# [SOLVED] Integrate a function between a and b

• Hi!

I want to integrate a function between the lower boundary "a" and the upper boundary "b".

I have got:

``````header.h:
inline double integrate(double(*f)(double), double a, double b)
{
double sum = 0;
double n = 20;
double result = (b-a)/n;
for (double k = 1.; k < n-1; k+=1.)
sum += f(a + k*result);
return result * ((f(a) + f(b)) / 2 + sum);
}
///
and in mainwindow.cpp (in the void function):
double cp = lineEdit->text().toDouble(&ok);
double x;
double a=.025;
double b=.075;
double function=1-(cp*(1-x));
double integrateresult = integrate(function, a, b);
``````

But it does not integrate the function...

Does someone see the mistake?

• `integrate()` expects a pointer to function and you are giving it a double called "function". Naming a variable "function" does not make it a function :)

In this code "function" variable is not a function.

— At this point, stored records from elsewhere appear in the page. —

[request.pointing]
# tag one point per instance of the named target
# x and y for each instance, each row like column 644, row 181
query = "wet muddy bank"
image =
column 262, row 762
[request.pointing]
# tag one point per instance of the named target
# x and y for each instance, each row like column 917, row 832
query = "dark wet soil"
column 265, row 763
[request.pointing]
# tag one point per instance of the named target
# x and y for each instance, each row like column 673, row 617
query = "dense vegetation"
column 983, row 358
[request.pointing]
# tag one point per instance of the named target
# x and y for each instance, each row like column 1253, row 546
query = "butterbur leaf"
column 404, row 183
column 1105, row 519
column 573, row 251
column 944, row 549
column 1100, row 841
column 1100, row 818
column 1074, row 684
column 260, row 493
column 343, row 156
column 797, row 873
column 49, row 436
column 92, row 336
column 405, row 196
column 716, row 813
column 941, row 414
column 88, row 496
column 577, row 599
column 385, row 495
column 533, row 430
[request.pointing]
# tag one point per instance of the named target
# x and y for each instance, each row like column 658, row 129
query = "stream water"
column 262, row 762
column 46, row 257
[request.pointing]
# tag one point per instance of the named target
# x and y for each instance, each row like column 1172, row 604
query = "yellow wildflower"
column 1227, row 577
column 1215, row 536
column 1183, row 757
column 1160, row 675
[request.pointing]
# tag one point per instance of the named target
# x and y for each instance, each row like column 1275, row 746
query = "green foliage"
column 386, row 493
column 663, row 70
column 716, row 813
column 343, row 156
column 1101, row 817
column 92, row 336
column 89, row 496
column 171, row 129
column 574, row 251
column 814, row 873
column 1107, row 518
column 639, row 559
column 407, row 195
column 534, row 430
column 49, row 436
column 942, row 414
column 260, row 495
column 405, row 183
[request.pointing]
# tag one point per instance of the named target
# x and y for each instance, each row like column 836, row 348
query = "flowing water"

It's a variable of type double and undefined value (undefined because you never gave value to x so the result is garbage).

• Hello @Chris-Kawa !

Thanks for pointing out some problems.

I have done some improvements and the following code compiles without any problem:

``````inline double f(double x)
{
return x*x;
}
``````

in mainwindow.cpp in the function which is emitted with a QPushButton:

``````            double aB = .1;
double bB = 2;
int n = 10000;
double h = (bB-aB)/n;
double area = (f(aB)+f(bB))/2;

for (int i=1;i<n;i++)
{
area += f(aB+i*h);
}
QString resultString = "";
lineEdit->setText(resultString.setNum(area));
``````

Furthermore, it even calculates the "area" and gives the result "14033.3". This is unrealistically high and incorrect!

Mathematica gives me for the integration of the same equation:
integral_0.1^2 x^2 dx = 2.66633
which is correct!

• Solved!

``````area = area*h;
``````

was missing after the for-loop!

Now the result is: 2.66633
the same is with Mathematica: 2.66633
(For math-friends: at least approximately, if not "too" many digits are compared; Nevertheless setting "n" from "n=10000" to a higher accuracy, the area will be approximated more correctly!)

Thanks anyway! :-)

• @newe12 said:

double h = (bB-aB)/n;
double area = (f(aB)+f(bB))/2;

What is h for?
And why are you starting the area with the average value of the two boundary points?

Shouldn't it be more like:

`````` area += f(interval*i)
``````

where i goes from boundary to boundary and interval is .1?